The Editor’s choice research paper “Synaptic Plasticity Is Predicted by Spatiotemporal Firing Rate Patterns and Robust to In Vivo-like Variability” written by Dorman and Blackwell (contribution 5) studies calcium signaling in neurons and its contribution to neural synaptic plasticity. Synaptic plasticity is the activity-dependent modification of synaptic strength. The authors investigate how the spatiotemporal synaptic input patterns can produce plasticity. They do so by using in vivo-like conditions using a data-driven computational model with a plasticity rule based on calcium dynamics to find that the inputs control the direction and magnitude of the plasticity. The strongly potentiated synapses have greater firing rates and [Ca²⁺] compared to depressed synapses.

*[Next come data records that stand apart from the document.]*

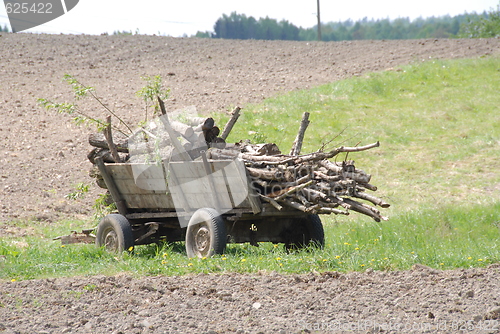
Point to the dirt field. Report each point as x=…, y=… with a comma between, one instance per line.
x=43, y=154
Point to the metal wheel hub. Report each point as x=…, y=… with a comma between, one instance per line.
x=202, y=239
x=111, y=240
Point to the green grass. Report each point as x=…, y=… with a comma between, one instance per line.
x=439, y=127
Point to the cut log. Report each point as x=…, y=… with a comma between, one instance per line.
x=184, y=130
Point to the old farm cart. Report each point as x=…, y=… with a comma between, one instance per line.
x=206, y=203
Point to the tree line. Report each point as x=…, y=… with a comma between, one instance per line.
x=240, y=26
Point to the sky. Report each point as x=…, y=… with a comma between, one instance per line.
x=186, y=17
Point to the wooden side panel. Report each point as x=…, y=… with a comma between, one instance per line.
x=190, y=187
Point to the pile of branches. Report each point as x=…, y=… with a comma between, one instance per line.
x=147, y=145
x=310, y=183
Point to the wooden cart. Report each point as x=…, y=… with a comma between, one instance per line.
x=205, y=203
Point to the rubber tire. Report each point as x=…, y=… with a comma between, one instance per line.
x=316, y=231
x=115, y=234
x=309, y=233
x=206, y=234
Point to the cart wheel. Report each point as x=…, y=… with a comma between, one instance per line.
x=309, y=232
x=114, y=233
x=206, y=234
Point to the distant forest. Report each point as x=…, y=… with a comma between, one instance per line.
x=239, y=26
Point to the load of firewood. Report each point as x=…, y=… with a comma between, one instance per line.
x=310, y=183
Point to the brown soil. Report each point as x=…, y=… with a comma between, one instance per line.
x=43, y=155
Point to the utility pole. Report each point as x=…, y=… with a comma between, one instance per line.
x=319, y=23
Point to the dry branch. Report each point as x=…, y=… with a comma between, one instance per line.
x=297, y=144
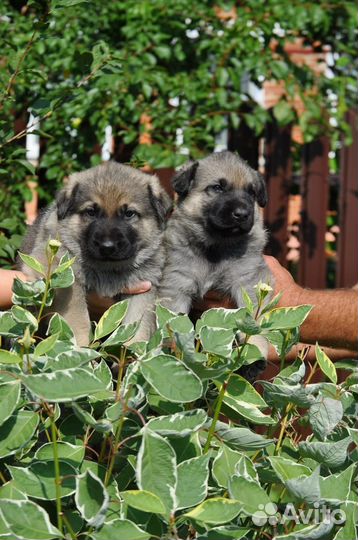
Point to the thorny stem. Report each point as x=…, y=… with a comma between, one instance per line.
x=57, y=475
x=68, y=527
x=220, y=400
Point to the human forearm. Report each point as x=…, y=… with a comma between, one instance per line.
x=333, y=320
x=6, y=280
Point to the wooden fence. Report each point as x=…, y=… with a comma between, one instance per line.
x=315, y=191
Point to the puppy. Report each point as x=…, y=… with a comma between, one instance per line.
x=111, y=218
x=215, y=237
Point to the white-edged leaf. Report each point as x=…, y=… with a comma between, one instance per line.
x=326, y=364
x=215, y=511
x=111, y=319
x=63, y=385
x=249, y=493
x=121, y=529
x=46, y=345
x=192, y=486
x=38, y=479
x=91, y=498
x=171, y=379
x=31, y=262
x=144, y=500
x=9, y=397
x=27, y=521
x=7, y=357
x=285, y=318
x=181, y=423
x=16, y=432
x=156, y=468
x=224, y=465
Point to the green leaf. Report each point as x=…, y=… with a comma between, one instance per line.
x=63, y=279
x=241, y=438
x=144, y=501
x=225, y=532
x=192, y=486
x=249, y=493
x=331, y=454
x=58, y=325
x=103, y=425
x=72, y=453
x=217, y=340
x=324, y=415
x=63, y=385
x=215, y=511
x=24, y=317
x=285, y=318
x=91, y=498
x=27, y=521
x=111, y=319
x=326, y=364
x=46, y=345
x=336, y=487
x=312, y=532
x=156, y=468
x=224, y=465
x=218, y=318
x=31, y=262
x=9, y=491
x=241, y=397
x=122, y=529
x=121, y=335
x=181, y=423
x=71, y=358
x=279, y=395
x=305, y=488
x=7, y=357
x=9, y=398
x=38, y=480
x=16, y=432
x=171, y=379
x=287, y=469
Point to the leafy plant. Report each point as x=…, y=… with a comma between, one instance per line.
x=165, y=439
x=187, y=69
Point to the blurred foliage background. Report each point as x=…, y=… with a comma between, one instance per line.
x=185, y=64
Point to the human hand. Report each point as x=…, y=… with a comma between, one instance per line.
x=283, y=283
x=97, y=305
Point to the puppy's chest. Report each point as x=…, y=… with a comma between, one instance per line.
x=213, y=276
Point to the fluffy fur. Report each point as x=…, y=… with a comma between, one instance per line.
x=215, y=238
x=111, y=218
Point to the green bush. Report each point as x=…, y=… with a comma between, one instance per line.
x=81, y=65
x=168, y=446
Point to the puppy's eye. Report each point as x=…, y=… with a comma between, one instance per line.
x=217, y=188
x=91, y=211
x=129, y=214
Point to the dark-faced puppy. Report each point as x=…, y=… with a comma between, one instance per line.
x=215, y=238
x=111, y=219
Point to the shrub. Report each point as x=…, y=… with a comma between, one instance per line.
x=159, y=439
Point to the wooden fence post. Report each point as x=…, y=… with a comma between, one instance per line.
x=315, y=193
x=347, y=271
x=278, y=177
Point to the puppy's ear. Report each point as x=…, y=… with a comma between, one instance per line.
x=183, y=181
x=260, y=189
x=161, y=204
x=66, y=201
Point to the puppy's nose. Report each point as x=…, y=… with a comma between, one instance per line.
x=106, y=248
x=240, y=214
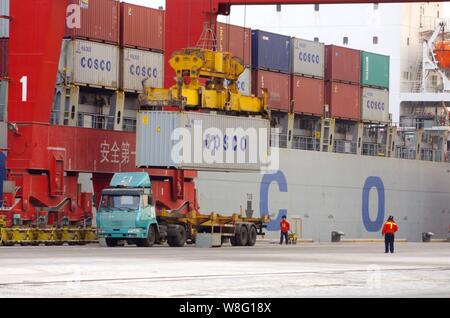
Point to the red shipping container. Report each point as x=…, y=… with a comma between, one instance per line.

In salivary gland acinar cells, agonist stimulation leads to the production of inositol 1,4,5-trisphosphate (IP₃), which mobilized calcium from the endoplasmic reticulum via the IP₃ receptor. The ensuing rise in [Ca²⁺] activates pumps that move water out of the cell. In the research paper “Simulation of Calcium Dynamics in Realistic Three-Dimensional Domains” Sneyd et al (contribution 6). studies the spatial distribution of Ca²⁺ in salivary gland acinar cells to explore how this influences saliva secretion, which depends on [Ca²⁺]. They describe the importance of capturing realistic anatomical details of the salivary gland acinar cells as crucial to producing realistic calcium signaling and secretion dynamics. Because this process is time-consuming and very sensitive to error, the authors present an automated approach they have developed to address these challenges.

In conclusion, calcium signaling plays a role in many different cell types for different purposes. This Special Issue captures a few examples of the importance of calcium signaling and how computational models have helped to clarify the roles and mechanisms of calcium signaling.